Ever since he had found out that Orlando had gone behind his back to talk to Daniela, Rafe had been wary of his cousin, inevitably. Even if his kinsman’s intentions had indeed been to protect him and the family, Orlando’s private talk with Dani was a breach of trust. That had been a personal matter, but this accusation from Count Bulbati had more profound and far-reaching implications.
Strangest of all was Bulbati’s repeated statement that Orlando had vast power and would actually kill him if he revealed his name. Rafe frowned to himself. Surely that sloppy swine was lying.
Why, he had seen Orlando that very morning and had read nothing unusual in his cousin’s attitude. The duke had been present for the meetings of Rafe’s new, woefully green cabinet. He had been glad of his cousin’s presence, since Orlando was older and had more experience than any other man he had appointed.
Orlando had behaved naturally and Rafe had shrugged off his uneasiness, for if he didn’t trust his own family, whom could he trust? Mulling on it now, that seemed like a hopelessly naive philosophy.
Julia would have laughed at him for it.
His arms folded over his chest, Rafe lifted a fist to his mouth as he stood, brooding and motionless, at the window.
He did not like the train of his own thoughts. He had deliberately avoided becoming a suspicious and untrusting man, because that would have meant that Julia, in her treachery, had won, but this time, he forced himself to imagine the most diabolical scenario. It would not do to be taken by surp
rise.
Father was ailing. Stomach cancer. Supposedly. As crown prince, he was the heir to the throne and so far had no sons. Orlando had convinced Dani not to sleep with him.
If both he and Father were dead, the succession of the throne would fall to Leo, with the bombastic Bishop Justinian as his regent.
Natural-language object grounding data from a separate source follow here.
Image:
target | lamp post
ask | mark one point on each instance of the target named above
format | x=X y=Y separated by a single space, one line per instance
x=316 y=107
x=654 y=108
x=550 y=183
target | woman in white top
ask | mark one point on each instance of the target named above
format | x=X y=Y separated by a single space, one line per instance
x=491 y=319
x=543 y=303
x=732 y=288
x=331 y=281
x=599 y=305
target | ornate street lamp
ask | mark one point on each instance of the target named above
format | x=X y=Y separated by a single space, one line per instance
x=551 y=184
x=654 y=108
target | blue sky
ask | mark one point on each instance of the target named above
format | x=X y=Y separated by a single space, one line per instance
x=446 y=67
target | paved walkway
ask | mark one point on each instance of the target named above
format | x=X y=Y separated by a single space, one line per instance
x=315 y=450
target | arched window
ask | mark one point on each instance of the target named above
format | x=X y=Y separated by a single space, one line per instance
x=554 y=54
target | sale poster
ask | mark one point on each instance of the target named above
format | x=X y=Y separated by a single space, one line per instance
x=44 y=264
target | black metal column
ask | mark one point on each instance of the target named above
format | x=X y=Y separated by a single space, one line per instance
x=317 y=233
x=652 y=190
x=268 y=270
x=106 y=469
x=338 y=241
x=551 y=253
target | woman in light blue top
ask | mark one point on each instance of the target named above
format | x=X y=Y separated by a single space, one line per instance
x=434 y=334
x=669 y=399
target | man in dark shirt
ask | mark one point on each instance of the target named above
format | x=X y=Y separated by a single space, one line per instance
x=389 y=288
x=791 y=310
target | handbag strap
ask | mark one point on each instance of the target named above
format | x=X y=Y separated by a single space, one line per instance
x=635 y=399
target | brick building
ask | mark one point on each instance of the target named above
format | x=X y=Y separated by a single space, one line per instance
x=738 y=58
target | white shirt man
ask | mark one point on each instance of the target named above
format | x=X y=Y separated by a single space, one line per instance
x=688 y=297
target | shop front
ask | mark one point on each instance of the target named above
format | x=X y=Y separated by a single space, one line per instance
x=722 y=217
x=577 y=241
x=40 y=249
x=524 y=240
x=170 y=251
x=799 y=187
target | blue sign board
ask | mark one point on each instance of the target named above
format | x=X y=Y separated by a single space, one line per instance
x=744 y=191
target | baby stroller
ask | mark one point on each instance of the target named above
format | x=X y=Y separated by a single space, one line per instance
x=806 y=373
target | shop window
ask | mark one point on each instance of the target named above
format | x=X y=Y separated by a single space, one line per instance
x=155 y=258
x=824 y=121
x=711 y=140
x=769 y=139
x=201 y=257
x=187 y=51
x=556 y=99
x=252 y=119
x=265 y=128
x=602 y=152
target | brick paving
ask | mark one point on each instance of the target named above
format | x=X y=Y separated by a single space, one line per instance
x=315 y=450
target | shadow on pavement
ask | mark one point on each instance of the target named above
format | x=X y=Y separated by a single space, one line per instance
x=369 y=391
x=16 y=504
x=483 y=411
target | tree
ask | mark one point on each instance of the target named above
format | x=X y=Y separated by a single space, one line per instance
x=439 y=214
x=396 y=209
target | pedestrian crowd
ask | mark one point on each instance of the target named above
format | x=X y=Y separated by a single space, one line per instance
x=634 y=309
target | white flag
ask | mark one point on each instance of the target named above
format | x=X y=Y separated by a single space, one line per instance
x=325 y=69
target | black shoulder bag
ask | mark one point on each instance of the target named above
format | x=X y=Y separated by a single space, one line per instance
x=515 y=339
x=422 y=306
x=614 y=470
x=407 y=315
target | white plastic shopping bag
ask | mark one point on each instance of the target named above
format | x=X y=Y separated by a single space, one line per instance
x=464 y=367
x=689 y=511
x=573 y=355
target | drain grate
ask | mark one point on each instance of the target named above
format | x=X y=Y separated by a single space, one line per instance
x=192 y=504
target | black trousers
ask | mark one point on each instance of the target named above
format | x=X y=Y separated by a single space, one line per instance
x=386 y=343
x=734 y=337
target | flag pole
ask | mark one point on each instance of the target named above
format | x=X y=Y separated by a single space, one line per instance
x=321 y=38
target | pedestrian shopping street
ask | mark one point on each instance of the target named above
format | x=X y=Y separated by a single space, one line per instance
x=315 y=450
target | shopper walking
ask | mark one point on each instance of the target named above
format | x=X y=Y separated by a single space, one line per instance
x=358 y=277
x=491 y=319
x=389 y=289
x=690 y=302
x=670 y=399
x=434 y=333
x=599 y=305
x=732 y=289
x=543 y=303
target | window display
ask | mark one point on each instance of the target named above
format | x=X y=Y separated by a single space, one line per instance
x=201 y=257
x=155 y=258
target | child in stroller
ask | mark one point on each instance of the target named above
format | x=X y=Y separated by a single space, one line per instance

The bishop disapproved heartily of Rafe but was zealously devoted to the king and to Leo, as well. No, he thought, the priest was no traitor. However…if Leo was in power, hypothetically, and Bishop Justinian died before the boy-king came of age, who, then, would become Leo’s regent?
The question made Rafe mildly ill.
He wanted to think it would be Darius Santiago, his fierce brother-in-law. But Darius had lived in Spain for four years, was out of touch with what was happening on Ascencion, and was, when it came down to it, a warrior, not a statesman.
Prime Minister Arturo di Sansevero might be chosen—but then, Rafe knew who Don Arturo’s favorite was.
Orlando.
And if Orlando got control of Leo, who could say if the child would ever live to see the age of eighteen, when he would come to power?
The line of his own thoughts sickened him. Surely, surely he was blowing everything out of all reasonable proportion. After all, there was no evidence yet that Father’s illness was anything other than the stomach cancer which had been diagnosed, and as for him, there had been no attempts on his life.
None at all.
Suddenly unable to stand still, Rafe pivoted and left the room, striding out into the hall in a rush of determination to have a talk with Orlando’s superior, the old, white-haired Don Francisco, venerated head of the Ministry of Finance for the past twenty years.
Rafe’s heart was full of foreboding, but he moved with caution, not wanting even to think how the equation might change if and when Dani became pregnant. If she bore him a son, Leo would not succeed to the throne, Rafe’s heir would.